Le chevalier Corvero fut instruit du peu de ménagement de Mainfredi à son égard. Il garda d'abord le silence, ou plutôt ne se pleignit point directement à Mainfredi ; mais il eut le soin de lui faire entendre qu'il était souvent très imprudent de pousser la
raillerie au-delà des bienséances : il est, lui disait-il, des plaisanteries qui souvent blessent l'amour propre, au point de vous porter à la vengeance... Allons donc, répondait Mainfredi, il ne faut pas savoir vivre pour se comporter de la sorte : et il continua d'égayer ses amis sur Corvero qui finit par prendre de l'humeur. Bientôt il arriva pis : Mainfredi, qui désespérait de vaincre l'indifférence de madame de Corvero, jugea qu'il devait pour son honneur et sa réputation, publier une défaite complette. Il fit d'abord des demi-confidences pour préparer les esprits
à la crédulité. Bientôt on en vint à rire, lorsque l'on voyait arriver dans un cercle le chevalier Corvero.

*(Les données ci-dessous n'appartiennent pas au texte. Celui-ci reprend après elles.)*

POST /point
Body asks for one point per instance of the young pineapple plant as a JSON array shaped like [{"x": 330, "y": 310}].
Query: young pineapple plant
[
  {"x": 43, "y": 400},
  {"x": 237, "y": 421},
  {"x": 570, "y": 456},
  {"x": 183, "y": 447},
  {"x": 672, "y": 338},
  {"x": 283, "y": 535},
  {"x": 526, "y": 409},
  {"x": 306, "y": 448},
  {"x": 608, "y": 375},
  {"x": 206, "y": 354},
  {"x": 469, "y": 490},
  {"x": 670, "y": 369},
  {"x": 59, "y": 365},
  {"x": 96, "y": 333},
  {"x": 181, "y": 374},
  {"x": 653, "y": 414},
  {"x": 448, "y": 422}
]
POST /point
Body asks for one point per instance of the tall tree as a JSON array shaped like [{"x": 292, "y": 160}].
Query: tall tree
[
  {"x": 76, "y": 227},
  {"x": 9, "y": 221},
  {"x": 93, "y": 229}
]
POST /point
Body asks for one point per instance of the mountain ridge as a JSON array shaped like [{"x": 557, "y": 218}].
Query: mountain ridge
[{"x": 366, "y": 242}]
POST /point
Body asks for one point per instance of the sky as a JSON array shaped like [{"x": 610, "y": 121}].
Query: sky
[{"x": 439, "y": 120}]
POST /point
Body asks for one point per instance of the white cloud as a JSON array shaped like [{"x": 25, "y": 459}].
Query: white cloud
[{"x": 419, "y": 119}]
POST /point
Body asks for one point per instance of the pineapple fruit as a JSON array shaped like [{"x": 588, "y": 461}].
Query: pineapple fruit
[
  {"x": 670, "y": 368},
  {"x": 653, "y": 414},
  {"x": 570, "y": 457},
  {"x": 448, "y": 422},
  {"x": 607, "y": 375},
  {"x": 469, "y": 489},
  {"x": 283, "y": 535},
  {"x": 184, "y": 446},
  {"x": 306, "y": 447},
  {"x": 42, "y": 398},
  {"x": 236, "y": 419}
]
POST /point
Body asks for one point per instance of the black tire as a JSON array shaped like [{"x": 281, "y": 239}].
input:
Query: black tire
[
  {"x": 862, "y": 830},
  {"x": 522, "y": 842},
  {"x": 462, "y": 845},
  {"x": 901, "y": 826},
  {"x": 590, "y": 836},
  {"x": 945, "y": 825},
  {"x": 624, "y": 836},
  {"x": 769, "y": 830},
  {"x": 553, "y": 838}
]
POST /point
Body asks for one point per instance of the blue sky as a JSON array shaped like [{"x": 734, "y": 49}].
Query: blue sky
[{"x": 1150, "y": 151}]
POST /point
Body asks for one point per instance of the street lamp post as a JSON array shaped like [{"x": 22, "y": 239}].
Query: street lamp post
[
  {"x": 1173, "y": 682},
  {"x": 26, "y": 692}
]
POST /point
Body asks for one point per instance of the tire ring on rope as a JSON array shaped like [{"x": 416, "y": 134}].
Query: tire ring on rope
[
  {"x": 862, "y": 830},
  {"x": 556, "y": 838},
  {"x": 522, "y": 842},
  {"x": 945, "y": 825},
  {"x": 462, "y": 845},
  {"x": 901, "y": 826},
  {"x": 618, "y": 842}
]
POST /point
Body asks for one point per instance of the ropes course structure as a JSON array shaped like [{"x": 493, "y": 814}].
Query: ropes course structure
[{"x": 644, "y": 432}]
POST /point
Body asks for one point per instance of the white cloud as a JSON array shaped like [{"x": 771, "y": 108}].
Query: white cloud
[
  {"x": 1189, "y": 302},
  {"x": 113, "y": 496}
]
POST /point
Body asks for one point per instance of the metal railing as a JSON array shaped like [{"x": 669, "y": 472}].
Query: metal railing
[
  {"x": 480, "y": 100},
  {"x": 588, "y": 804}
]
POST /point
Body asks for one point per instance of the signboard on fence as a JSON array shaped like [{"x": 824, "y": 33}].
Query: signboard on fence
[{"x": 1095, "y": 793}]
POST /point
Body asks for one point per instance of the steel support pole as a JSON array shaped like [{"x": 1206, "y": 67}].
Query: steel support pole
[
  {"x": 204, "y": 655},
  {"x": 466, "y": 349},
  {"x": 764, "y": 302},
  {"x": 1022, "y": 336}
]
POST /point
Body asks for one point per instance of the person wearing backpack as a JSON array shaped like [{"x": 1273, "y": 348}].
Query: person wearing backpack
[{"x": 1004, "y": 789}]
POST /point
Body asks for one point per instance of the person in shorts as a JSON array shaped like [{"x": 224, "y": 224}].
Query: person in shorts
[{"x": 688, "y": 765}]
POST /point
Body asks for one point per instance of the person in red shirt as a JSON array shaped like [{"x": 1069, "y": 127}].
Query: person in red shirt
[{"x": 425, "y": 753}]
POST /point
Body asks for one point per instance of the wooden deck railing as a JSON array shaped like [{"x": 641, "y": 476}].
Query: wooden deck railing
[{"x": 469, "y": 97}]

Madame de Corvero fut instruite par une de ses amies de la tactique du Lovelace Napolitain. Elle connaissait le caractère de son époux qui n'était pas homme à endurer longtemps les railleries du comte de Mainfredi ; elle
craignit qu'il n'en vînt à une explication sérieuse que suivrait selon toute apparence un combat singulier. L'amour, que lui inspirait son époux lui fit envisager le danger, peut-être plus imminent qu'il n'était ; et dès lors, elle ne songea plus qu'à le détourner. Fermer la porte au comte de Mainfredi, fut d'abord la première idée qu'elle conçut à cet égard ; cependant elle faisait réflexion que cette mesure ne l'empêcherait pas d'être le sujet de la médisance d'un homme qui voudrait sûrement se venger du parti que l’on prendrait envers lui, si ce parti, blessait son orgueil, et sa vanité.